How does comparing images through md5 work?

28,605

Solution 1

An MD5 hash is of the actual binary data, so different formats will have completely different binary data.

so for MD5 hashes to match, they must be identical files. (There are exceptions in fringe cases.)

This is actually one way forensic law enforcement finds data it deems as contraband. (in reference to images)

Solution 2

It is an MD5 Checksum - the same thing you often see when downloading a file, if the MD5 of the downloaded file matches the MD5 given by the provider, then the file transfer was successful. http://en.wikipedia.org/wiki/Checksum If there is even 1 bit of difference between the 2 files then the resulting hash will be completely different.

Due to the difference in encoding between a JPG and GIF, the 2 will not have the same MD5 hash.

Solution 3

md5 is a hash algorithm, so it does not compare images but it compares data. The data you put in can be nearly anything, like the contents of a file. It then outputs a hashstring based on the contents, which is the raw data of the file.

So you basically do not compare images when feeding the image into md5 but the raw data of the image. The hash algorithm does not know anything about it but the raw data, so a jpg and an gif (or any other image format) of the same screenshot will never be the same.

Even if you compare the decoded image it will not put out the same hash but will have small differences the human eye cannot see (depending on the amount of compression used). This might be different when comparing the decoded data of lossless encoded images, but I don't know here.

Take a look at the wikipedia article for a more detailed explanation and technical background about hash functions.

Solution 4

A .jpg file starts with 'JFIF', a .gif starts with 'GIF' when you look at the raw bytes. In otherwords, comparing the on-disk bytes of the "same image" in two different format is pretty much guaranteed to produce two different MD5 hashes, since the file's contents differ - even if the actual image is the "same picture".

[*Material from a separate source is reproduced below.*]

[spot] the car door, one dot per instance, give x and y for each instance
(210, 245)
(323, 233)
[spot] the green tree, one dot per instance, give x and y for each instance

To do a hash-based image comparison, you have to compare two images using the same format. It would be very very difficult to produce a .jpg and a .gif of the same image that would compare equal if you converted them to (say) a .bmp. It'd be the same fileformat, but the internal requirements of .gif (8bit, RLE/LZW lossless compression) v.s. the internal requirements of .jpg (24bit, lossy discrete cosine transform compression) mean it's nigh-on impossible to get the same .bmp from both source images.

Solution 5

If you're comparing hashes then every single byte of the two images will have to match - they can't use different compression formats, or "look the same". They have to be identical.

View more solutions

28,605

TreeTree

Updated on July 11, 2021

Comments

TreeTree almost 3 years

Does this method compare the pixel values of the images? I'm guessing it won't work because they are different sizes from each other but what if they are identical, but in different formats? For example, I took a screenshot and saved as a .jpg and another and saved as a .gif.
- Your Common Sense about 13 years
  
  A hash will let you compare 32-bit long hashes only, which is significally faster than comparing images itself.
GolezTrol about 13 years

I'd like to add, that I wouldn't trust this method completely. Any duplicate images found should still be checked by their exact content.
Piskvor left the building about 13 years

That's unnecessary, paranoid even. See this for the math: stackoverflow.com/questions/537989/…
GolezTrol about 13 years

Yeah, probably. But I learned you can never be sure. It's probably 3 lines of code to do a binary compare, and you only need to do that if the two md5s do indeed match and other simple checks (like file size, pixel size or meta information) match too. This will keep you from needing to hash every file. Only files with same sizes and meta info need to be hashed. I think that might give you a better optimization (especially when comparing larger images, like foto's) than just hashing every image you have and compare those hashes. But it depends on the situation of course.
GolezTrol about 13 years

I see now that it's not about files, but about screen shots. That will be of little use. Gif has a limited color depth and Jpeg suffers loss of quality due to the compression algorithm. It's improbably that a screenshot of a jpg and a screenshot of a gif will result in exactly the same image.
GolezTrol about 13 years

In that case it would be better to match pixel by pixel with a given tolerance. Pixels outside that tolerance could be counted as well. That will result in a certain 'distance' between two images. Images of the same size and with only a small distance are likely to display the same image.
David over 12 years

Thanks for tip on libpuzzle, we use PHP, but seems the library is currently more for *nix systems, no Windows, so less effective for us. Also wanted to point out, for those that want a more complete solution to image compare that's both a library and an end user tool, check out Sikuli.org. The tool is also cross-platform.
Mehdi almost 5 years

so If I have an image and compress it with jpeg for example, and do that 10 times on 10 different machines, will the compressed image always have the same md5? is jpeg compression deterministic?